Our batteries drop about 8% over night, so our controller never goes into bulk mode. Even if we have a day of thunderstorms, after two days the batteries only drop to about 84%. The max I've seen out of ours was 11 amps - using a trimetric battery monitor and readings from the controller . It should be capable pf producing twice that much, under ideal conditions, should the controller ever kick into bulk mode.
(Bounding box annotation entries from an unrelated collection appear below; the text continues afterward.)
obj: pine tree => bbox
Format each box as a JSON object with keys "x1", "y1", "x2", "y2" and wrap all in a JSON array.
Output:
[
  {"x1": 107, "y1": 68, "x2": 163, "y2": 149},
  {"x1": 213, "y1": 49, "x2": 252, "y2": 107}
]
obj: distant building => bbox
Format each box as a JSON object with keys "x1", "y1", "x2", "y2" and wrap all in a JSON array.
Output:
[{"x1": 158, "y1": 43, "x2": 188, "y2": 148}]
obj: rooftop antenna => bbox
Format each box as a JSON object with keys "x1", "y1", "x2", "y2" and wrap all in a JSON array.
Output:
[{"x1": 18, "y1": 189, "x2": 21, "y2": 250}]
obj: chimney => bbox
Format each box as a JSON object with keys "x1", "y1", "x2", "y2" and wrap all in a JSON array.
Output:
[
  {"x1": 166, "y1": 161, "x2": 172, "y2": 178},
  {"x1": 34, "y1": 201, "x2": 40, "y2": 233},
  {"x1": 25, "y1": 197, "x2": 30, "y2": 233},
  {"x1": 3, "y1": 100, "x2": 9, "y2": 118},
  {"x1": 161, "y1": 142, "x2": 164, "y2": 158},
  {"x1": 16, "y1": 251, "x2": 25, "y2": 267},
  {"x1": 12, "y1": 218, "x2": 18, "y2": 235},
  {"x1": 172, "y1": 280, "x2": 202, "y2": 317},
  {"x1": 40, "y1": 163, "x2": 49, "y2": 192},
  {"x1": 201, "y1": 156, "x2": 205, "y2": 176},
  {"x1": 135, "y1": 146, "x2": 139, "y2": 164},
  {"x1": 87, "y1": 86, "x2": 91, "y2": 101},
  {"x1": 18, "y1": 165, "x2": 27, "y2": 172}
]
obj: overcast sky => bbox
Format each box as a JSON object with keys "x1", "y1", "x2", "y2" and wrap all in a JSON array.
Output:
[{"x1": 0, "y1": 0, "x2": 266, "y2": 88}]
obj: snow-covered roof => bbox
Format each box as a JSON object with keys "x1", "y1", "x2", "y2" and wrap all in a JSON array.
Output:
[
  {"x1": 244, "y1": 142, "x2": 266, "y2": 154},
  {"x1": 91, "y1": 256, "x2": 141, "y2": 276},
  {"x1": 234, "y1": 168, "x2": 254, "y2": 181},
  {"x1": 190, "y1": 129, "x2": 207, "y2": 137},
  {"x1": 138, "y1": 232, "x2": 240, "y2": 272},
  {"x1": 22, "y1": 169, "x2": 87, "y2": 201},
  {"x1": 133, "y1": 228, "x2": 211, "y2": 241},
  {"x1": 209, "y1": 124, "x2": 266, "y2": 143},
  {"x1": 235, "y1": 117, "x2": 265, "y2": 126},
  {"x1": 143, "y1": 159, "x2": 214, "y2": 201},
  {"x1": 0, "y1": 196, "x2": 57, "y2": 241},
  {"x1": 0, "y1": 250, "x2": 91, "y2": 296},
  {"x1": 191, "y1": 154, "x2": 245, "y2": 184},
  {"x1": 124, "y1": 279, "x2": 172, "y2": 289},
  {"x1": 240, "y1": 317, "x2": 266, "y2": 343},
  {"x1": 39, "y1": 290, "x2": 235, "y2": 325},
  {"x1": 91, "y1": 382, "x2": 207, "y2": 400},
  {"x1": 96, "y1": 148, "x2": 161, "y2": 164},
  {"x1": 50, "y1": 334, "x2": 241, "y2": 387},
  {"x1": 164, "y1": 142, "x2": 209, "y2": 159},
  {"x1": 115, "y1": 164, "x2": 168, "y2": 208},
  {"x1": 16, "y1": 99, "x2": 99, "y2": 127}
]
We're also flying out to Seattle for a few weeks for our 40th anniversary, and noticed you were nearby from Oregon. Going to cruise the area. No camper *sigh*


----------



## RFalcon (Apr 29, 2017)

cj8dude said:


> I can stay out indefinitely. The fridge pulls three amps set at 38F. 100 watt solar panel keeps the house battery charged.
> 
> Sent from my iPad using Tapatalk


Nice looking rig. Looks like you put a lot of thought into organizing it. We like small - just gotten to the point we go out for months at a time and have more toys - bikes, canoes, etc - to carry. You're making me nostalgic, as I feel we're moving furher away from true camping with each new rig. We tried a small trailer behind our TC, but that had unacceptable results. We're also in our 60s now lol. Below is the truck camper we're giving up Friday...


----------



## Tourdfox (Oct 4, 2012)

RFalcon said:


> Tourdfox said:
> 
> 
> > RFalcon said:
> ...


We can go much longer than a week easily. Run out of atv fuel is the main reason for heading to town.


----------



## mesuesoup (Jul 28, 2019)

Hi, I'm new to this. Just put down a deposit on a 2020 Outback 210 URS. I haven't gotten it yet, but I'd like to prepared to "get and go" when it is ready. So, I want to figure out how to power resmed cpap. Trailer salesman said its pre-wired for solar panels, but they "say" lots of things. Anyone out there already have my model? I can spend $ for an easy, reliable elegant solution. Will be camping using Harvest Hosts, so no hook ups for a few days. Thanks.


----------



## clark261 (12 mo ago)

I successfully installed a 700 watt solar system for mt rv. For many RVers who utilize modest inverters, this appears to be the sweet spot.


----------